No lo puedo creer. Anastacio se bajó del automóvil haciendo burla por los litros de alcohol que habían ingerido. Era el festejo de fin de curso y todos se habían comportado bien hasta el momento que cayó Romero con un cajón de botellas con licor de todo tipo. Los chicos desacostumbrados a beber así, parecían marionetas tontas. El pueblo de Carrera Verde, al este de la ciudad, era simple, de costumbres pueblerinas y tranquilas. Iturralde, que traía a los mellizos Petrini, se dejó caer en el sillón del jardín y quedó desparramado como un oso. Las chicas tomaban sin entender lo que podía pasar. Reían a los gritos, se sacaban prendas de vestir, se tiraban al agua de la piscina. ¡Un desmadre total!
Cuando llegó Lucio y vio lo que pasaba comenzó a vociferar. Nadie le hizo caso. Seguían corriendo por el parque, por los pasillos de la casa. Mientras Romero, muerto de risa, con sus 35 años, ponía música de los Auténticos Decadentes a un nivel de sonido que ya ni se escuchaban entre ellos.
Ricardo y Tulio Petrini tomaron ambas botellas de un licor verdoso. Parecía un ungüento para heridas. Apestaba. Lo bebieron de un solo abrir y cerrar de labios. Comenzaron a corretear a Alexia, la novia de Lucio para tocarla. Ella gritaba y pedía auxilio, pero nadie escuchaba. Desesperada, se aferró a un sillón. Se había escondido, pero la borrachera era de tal magnitud, que arrastrándose la encontraron. Se metió en el escritorio del tío de los mellizos. Ellos empujaron la puerta e ingresaron con prepotencia.

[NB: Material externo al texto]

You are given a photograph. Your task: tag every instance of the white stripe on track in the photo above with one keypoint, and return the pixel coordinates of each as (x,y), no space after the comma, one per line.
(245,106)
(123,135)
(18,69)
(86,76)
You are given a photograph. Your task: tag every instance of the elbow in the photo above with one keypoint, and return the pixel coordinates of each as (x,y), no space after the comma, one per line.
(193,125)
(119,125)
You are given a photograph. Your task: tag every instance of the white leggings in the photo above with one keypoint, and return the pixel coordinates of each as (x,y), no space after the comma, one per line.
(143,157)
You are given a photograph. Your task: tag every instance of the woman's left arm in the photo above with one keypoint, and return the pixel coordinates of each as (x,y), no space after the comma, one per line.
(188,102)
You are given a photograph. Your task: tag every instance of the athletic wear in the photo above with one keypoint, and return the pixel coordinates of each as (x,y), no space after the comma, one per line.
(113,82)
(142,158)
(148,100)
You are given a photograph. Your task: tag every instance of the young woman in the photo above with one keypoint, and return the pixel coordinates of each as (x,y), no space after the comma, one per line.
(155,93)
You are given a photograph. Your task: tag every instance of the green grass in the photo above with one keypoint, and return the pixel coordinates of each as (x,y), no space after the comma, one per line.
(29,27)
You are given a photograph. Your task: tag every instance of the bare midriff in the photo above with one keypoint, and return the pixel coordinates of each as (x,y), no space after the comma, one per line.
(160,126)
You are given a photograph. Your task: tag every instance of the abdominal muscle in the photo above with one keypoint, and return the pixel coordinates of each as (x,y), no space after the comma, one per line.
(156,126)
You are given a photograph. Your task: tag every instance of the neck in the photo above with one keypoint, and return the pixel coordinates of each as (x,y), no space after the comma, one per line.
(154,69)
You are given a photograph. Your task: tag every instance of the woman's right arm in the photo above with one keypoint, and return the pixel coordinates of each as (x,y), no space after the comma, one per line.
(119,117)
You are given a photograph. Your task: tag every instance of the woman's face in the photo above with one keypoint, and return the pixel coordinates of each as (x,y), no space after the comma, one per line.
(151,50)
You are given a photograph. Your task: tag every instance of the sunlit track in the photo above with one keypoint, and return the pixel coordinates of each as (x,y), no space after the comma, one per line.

Lucio, trató de entrar y no pudo. De repente, se escuchó el estampido de un arma. Alexia cayó envuelta en un charco de sangre. Su claro vestido de egresada color damasco, estaba decorado con amapolas de sangre caliente que brotaba de su cuerpo. Lucio ingresó con Romero que ya no se reía. Alguno de los chicos apagó la música. Rodearon el cuerpo de la joven novia de Lucio. Alguien llamó por teléfono a la policía que llegó en minutos. Encontraron a los mellizos con unas armas en la mano. Eran de la colección del tío. En silencio, todos fueron en coches hasta la ciudad, para dar una declaración sobre los hechos. La mayoría no se acordaba nada, el licor los había idiotizado.